Operation Cool Down protecting animals from the summer heat
By Jason A. Smith
Summer in Georgia means warmer temperatures. Many times, those hot days can be especially difficult for our four-legged friends.
In the summer a parked car can reach temperatures up to 140º within 30 minutes. File photo
To minimize those risks, Henry County Animal Care & Control is ramping up its patrols during Operation Cool Down. Officials have already begun scoping out parking lots in shopping centers and other businesses to keep an eye out for animals being left in hot vehicles, says Rabies Control Officer Vince Farah.
“With more than 160 days of hot weather on average, we will be out daily to ensure that pets are not left in hot cars to suffer and possibly die,” he says. “We’ve had several cases already this year, of animals being left in a hot car.”
Animal Care & Control kicked off this year’s Operation Cool Down campaign in May. During the campaign, Farah says, Animal Control will be employing Oscar, the Hot Dog mascot, to remind people not to leave their pets in hot vehicles.

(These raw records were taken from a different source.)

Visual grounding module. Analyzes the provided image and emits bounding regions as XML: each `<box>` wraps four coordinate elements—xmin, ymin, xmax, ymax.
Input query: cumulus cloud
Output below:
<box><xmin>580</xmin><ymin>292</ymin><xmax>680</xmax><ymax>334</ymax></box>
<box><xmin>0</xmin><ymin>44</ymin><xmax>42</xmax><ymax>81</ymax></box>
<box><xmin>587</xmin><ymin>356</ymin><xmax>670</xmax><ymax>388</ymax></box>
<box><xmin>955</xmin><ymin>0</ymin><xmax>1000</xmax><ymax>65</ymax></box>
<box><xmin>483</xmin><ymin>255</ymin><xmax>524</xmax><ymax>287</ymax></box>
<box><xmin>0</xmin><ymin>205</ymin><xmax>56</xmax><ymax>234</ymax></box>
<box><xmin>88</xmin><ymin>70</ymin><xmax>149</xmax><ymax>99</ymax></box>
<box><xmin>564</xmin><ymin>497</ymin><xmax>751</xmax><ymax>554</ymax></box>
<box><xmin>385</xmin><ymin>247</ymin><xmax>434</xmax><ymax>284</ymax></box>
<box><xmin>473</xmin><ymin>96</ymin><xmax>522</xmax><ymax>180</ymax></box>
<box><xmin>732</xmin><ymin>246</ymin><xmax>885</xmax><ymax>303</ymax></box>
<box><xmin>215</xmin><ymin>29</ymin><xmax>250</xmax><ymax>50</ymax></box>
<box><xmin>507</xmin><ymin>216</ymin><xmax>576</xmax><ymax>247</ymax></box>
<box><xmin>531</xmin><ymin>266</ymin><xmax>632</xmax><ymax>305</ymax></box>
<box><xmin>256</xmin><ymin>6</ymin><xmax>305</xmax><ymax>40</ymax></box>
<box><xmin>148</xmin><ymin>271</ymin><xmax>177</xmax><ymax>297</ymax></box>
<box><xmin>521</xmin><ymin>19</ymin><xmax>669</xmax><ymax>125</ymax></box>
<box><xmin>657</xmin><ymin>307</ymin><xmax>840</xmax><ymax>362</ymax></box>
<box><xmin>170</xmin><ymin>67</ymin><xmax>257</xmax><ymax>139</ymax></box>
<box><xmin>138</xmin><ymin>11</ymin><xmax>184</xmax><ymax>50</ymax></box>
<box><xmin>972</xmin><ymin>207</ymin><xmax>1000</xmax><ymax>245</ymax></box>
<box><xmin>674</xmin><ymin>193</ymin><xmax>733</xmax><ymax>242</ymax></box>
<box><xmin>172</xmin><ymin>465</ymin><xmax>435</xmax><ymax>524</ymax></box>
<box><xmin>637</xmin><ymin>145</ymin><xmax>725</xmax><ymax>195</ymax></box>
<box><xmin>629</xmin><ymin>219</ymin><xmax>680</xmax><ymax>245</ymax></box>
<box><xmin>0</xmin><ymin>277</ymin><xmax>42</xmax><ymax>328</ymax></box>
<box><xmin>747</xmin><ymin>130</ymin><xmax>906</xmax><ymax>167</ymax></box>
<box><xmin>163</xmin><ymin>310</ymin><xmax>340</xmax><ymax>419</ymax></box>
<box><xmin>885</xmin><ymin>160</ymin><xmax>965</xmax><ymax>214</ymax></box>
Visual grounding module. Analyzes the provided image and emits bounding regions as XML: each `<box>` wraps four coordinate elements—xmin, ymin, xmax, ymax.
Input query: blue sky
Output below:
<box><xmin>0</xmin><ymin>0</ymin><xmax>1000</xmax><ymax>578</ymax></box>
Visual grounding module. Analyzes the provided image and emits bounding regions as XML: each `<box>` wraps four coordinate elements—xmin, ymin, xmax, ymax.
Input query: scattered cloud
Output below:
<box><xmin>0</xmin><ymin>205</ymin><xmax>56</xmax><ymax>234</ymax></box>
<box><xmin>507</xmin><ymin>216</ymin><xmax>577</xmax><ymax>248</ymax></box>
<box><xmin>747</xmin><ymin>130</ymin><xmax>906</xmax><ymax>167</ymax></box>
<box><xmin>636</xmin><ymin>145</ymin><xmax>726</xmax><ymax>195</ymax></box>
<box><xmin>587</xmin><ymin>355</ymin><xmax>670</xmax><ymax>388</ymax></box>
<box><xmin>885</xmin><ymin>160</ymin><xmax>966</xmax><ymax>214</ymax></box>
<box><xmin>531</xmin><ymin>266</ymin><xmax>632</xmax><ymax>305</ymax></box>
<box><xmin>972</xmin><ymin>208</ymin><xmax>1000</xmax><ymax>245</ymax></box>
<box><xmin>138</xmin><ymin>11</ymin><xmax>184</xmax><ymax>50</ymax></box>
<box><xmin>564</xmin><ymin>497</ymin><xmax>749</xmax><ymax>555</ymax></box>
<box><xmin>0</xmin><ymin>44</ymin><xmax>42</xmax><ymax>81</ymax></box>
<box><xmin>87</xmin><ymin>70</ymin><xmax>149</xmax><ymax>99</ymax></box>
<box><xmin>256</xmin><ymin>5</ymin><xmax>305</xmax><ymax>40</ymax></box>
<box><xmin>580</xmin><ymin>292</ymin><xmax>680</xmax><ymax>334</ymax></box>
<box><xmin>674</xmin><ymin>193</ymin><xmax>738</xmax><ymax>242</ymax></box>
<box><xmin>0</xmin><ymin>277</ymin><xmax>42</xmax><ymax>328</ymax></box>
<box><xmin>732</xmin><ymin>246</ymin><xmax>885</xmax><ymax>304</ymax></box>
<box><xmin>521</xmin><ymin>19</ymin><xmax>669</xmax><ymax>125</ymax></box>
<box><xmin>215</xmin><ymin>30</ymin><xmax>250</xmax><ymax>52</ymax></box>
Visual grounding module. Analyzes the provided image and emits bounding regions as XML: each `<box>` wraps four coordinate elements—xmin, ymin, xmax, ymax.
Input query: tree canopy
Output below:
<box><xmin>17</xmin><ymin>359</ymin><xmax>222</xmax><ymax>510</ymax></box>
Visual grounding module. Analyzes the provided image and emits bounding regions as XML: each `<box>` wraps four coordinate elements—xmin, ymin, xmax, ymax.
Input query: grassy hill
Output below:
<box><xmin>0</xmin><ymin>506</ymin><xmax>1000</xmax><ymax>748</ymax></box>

“If we do find an animal in a car, we’ll enter that vehicle by any means necessary as quick as possible to render aid to the animal,” says Farah.
Violators of the ordinance may face fines up to $1,000 or 60 days in jail. Farah is quick to point out that officers from Animal Care & Control will be writing citations, and not warnings, for people who leave animals inside their vehicles.
Charges can range from either a misdemeanor to a felony, depending on the severity of the case.
Farah acknowledges that sometimes pet owners leave their animals inside a vehicle for longer than they intended, by stopping to eat at a restaurant or run errands. Still, he says, those owners should not underestimate the dangers that summer can bring for their animals.
“In a 30-minute time period, the temperature can get up to 140 degrees,” he says. “If you can’t take your animal with you wherever you’re going, leave them at home.”
Farah is a supervisor with 28 years of experience working with animals in Henry County. He says rather than experiencing a dramatic change in the number of animals in hot cars, the county has seen a “steady flow” of such cases over the years.
“Some people just don’t get it,” says Farah, with frustration evident in his voice. “I really don’t understand people sometimes. You know it’s wrong, but we do it anyway. Why? It never ceases to amazes me.”
Pet owners are also advised to ensure that their animals have a constant source of clean, drinkable water at all times, as well as adequate shelter from the heat.